The Commerce Department said Wednesday the current account deficit rose to $108 billion in the third quarter, an increase of 10.3 percent from the second quarter. The deficit matched economists' forecasts.
The increase reflected a sharp widening of the deficit in goods as American demand for imports outpaced the rise in U.S. exports. The widening deficit was seen as evidence that the U.S. economy was beginning to rebound from the worst recession since the 1930s.
The current account is the broadest measure of trade because it includes not only trade in goods and services, which are tracked by the government on a monthly basis, but also investment flows between countries.
The figure is closely watched by economists because it is a measure of how much the country must borrow from foreigners to finance its balance of payments imbalance.
The rise in the deficit in the third quarter marked the first widening of the deficit following four consecutive quarterly declines. Those decreases reflected a deep recession which cut into Americans' demand for foreign products.
The $108 billion deficit for the third quarter represented 3 percent of the overall economy, up from 2.8 percent in the second quarter. It was the highest deficit as a percent of the gross domestic product since the current account stood at 4.3 percent of GDP in the fourth quarter of 2008. However, it was just half of the levels being run in the middle of the decade when the country was setting a string of record trade deficits.
Economists believe that the current account deficit will continue to widen next year but will not climb back to the record levels seen previously because they believe a weaker dollar will continue to help boost U.S. exports.
For the third quarter, the deficit in goods widened to $132.1 billion, up from $115.5 billion in the second quarter. America's surplus in services, items such as airline travel, shipping and financial services, widened slightly to $34.8 billion from $34.2 billion in the previous quarter.
The surplus on investment income widened to $23.7 billion from $16.7 billion, meaning that Americans earned more on their overseas investments than foreigners earned on their U.S. investments. The deficit in unilateral transfers, the category that includes foreign aid, rose to $34.4 billion from $33.4 billion in the second quarter.
U.S. companies have been seeing export sales rise in recent months. Economists believe that continued strength in exports will be a key source of support for the economy as it struggles to emerge from the worst recession since the 1930s.
The rise in exports has been helped by a decline of about 10 percent in the value of the dollar against a group of major currencies since the U.S. currency hit a high for this year in March. A weaker dollar makes American products cheaper and thus more competitive on overseas markets.

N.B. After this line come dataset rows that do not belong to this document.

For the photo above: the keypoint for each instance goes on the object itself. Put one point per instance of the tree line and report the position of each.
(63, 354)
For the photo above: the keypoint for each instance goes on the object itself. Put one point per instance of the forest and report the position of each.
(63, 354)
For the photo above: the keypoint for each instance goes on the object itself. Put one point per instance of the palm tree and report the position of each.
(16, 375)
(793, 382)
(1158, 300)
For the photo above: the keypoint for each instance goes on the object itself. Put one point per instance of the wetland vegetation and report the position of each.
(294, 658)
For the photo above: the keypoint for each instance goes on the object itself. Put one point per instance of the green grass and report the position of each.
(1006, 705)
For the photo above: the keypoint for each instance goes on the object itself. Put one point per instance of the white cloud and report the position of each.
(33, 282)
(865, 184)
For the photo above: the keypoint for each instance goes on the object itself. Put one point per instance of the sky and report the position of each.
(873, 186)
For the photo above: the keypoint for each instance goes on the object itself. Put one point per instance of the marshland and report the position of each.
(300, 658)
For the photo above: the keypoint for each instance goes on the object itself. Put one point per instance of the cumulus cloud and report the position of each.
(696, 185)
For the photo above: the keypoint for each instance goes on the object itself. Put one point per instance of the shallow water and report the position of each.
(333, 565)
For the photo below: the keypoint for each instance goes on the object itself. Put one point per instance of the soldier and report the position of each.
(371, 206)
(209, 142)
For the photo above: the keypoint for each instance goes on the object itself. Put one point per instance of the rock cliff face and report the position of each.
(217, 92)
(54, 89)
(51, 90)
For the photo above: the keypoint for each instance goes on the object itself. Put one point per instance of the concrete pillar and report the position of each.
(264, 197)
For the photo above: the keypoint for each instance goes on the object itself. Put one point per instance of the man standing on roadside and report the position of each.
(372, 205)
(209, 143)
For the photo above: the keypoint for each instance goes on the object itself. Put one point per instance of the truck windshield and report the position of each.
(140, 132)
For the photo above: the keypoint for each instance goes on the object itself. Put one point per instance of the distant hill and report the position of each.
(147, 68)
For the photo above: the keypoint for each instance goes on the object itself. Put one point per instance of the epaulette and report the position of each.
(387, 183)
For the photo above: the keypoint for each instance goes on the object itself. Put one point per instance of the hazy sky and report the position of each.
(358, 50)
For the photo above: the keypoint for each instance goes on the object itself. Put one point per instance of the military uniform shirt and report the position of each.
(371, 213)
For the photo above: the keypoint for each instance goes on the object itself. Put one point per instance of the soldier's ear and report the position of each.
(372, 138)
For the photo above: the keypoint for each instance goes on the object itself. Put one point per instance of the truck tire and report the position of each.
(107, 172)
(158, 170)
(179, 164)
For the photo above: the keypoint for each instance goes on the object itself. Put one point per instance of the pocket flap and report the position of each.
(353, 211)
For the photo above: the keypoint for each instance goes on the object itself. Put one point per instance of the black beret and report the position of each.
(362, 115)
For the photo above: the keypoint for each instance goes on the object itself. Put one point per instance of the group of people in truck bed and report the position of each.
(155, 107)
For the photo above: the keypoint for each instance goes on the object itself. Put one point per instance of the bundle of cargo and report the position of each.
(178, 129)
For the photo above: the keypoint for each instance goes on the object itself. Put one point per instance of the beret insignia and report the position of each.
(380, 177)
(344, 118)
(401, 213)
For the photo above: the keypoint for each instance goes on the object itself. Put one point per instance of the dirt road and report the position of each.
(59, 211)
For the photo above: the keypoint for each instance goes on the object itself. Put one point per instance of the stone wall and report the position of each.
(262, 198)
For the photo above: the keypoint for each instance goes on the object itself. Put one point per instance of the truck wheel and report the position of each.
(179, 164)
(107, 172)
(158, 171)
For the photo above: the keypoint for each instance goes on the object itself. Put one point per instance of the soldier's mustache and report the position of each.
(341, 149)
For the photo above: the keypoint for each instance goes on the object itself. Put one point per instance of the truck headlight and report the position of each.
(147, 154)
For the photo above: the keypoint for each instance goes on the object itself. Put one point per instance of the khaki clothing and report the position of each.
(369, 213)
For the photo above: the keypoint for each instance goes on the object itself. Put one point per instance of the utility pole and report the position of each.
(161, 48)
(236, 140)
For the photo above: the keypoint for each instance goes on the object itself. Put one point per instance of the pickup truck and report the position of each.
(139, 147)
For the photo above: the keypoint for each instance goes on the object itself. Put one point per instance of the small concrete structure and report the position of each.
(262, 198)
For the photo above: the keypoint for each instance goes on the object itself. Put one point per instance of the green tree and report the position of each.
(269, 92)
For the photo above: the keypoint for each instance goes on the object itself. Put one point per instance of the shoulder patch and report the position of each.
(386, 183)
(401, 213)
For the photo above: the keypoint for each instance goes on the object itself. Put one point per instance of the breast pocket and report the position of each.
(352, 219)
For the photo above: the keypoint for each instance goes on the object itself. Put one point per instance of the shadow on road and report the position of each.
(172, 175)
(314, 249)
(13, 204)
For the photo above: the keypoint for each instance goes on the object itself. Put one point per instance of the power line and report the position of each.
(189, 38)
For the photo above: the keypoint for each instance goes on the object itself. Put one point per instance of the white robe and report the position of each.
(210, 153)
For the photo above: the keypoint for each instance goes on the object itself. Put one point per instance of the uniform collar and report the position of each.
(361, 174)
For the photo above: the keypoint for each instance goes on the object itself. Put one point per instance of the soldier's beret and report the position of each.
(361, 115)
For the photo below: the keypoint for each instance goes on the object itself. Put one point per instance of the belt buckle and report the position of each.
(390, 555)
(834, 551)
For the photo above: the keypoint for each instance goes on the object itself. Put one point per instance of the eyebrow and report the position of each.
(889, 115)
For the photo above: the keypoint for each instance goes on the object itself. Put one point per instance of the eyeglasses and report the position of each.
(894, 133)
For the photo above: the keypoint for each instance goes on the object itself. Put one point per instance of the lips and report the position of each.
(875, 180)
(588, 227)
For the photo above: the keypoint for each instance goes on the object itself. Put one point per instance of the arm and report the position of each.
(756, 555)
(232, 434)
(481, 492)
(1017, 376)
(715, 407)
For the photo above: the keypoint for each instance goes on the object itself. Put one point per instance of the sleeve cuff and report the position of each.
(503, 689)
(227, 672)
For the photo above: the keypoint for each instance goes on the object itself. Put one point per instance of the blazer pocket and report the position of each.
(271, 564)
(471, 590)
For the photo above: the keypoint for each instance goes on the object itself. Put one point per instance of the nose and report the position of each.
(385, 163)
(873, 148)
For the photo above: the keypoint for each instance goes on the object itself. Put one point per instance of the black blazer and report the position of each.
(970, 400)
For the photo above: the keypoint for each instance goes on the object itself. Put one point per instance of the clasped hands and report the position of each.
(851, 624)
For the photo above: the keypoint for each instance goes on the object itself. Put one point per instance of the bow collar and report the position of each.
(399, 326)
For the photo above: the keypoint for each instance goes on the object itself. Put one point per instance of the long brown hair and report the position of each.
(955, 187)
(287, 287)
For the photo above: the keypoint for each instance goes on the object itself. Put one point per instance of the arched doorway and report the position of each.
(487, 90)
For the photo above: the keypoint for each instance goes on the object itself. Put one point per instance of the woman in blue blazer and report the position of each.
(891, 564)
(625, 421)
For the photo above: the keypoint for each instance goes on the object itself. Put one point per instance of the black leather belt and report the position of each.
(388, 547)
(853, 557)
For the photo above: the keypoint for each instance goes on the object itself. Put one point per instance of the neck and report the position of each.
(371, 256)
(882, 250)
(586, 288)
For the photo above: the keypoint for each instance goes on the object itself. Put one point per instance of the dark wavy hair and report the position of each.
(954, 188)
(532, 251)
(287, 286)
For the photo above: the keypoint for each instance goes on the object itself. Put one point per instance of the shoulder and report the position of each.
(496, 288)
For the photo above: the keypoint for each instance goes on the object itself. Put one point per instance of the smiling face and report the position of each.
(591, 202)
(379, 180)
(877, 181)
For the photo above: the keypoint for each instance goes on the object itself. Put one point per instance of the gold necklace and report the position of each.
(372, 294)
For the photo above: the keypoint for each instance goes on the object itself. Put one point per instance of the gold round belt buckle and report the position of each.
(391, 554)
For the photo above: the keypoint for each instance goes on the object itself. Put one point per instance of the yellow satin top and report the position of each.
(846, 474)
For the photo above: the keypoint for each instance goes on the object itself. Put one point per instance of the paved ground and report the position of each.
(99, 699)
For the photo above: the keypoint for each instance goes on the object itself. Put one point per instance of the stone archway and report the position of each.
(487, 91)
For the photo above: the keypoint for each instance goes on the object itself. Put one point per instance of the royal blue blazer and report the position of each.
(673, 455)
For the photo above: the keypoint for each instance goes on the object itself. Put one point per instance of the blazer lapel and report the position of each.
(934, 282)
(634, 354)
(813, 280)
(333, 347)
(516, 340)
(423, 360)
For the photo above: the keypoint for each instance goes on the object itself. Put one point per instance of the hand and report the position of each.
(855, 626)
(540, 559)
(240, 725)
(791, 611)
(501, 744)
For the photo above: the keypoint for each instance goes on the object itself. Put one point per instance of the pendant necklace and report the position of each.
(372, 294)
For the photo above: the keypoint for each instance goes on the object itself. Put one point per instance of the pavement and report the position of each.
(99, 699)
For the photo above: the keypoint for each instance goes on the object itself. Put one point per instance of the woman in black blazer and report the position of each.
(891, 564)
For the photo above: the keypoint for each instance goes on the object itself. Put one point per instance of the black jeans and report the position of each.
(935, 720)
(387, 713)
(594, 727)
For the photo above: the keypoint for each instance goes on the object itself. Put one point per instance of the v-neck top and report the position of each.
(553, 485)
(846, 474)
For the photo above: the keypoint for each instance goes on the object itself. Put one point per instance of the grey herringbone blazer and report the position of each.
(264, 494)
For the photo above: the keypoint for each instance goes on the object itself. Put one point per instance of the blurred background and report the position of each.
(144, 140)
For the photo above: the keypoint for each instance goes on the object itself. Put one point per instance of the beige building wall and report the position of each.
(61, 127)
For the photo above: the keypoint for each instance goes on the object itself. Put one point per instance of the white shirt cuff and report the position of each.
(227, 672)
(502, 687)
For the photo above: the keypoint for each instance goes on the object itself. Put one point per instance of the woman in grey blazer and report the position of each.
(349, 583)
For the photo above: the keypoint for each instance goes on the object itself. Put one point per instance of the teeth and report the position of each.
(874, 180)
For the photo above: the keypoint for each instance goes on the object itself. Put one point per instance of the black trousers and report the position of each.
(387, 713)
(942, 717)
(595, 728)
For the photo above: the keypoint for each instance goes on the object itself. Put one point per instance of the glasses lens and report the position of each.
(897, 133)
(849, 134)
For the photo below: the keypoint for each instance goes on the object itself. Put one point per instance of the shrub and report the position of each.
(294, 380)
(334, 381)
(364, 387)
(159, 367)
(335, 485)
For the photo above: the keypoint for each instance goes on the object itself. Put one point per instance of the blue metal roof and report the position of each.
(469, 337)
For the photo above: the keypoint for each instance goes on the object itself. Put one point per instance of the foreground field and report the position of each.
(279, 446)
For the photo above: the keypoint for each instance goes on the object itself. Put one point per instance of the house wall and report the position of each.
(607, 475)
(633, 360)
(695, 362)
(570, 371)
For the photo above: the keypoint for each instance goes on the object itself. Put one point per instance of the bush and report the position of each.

The Federal Reserve reported Tuesday that the nation's industrial output rose 0.8 percent in November, a larger gain than economists had expected. Analysts said that part of the strength reflected the rebound many U.S. companies are enjoying in export sales.
Meanwhile, consumer prices moved higher last month, mostly reflecting more expensive energy costs. But most other prices were tame, suggesting that the sluggish economic recovery will keep inflation in check in the months ahead.
And construction of new homes, helped by better weather,following a setback in the previous month.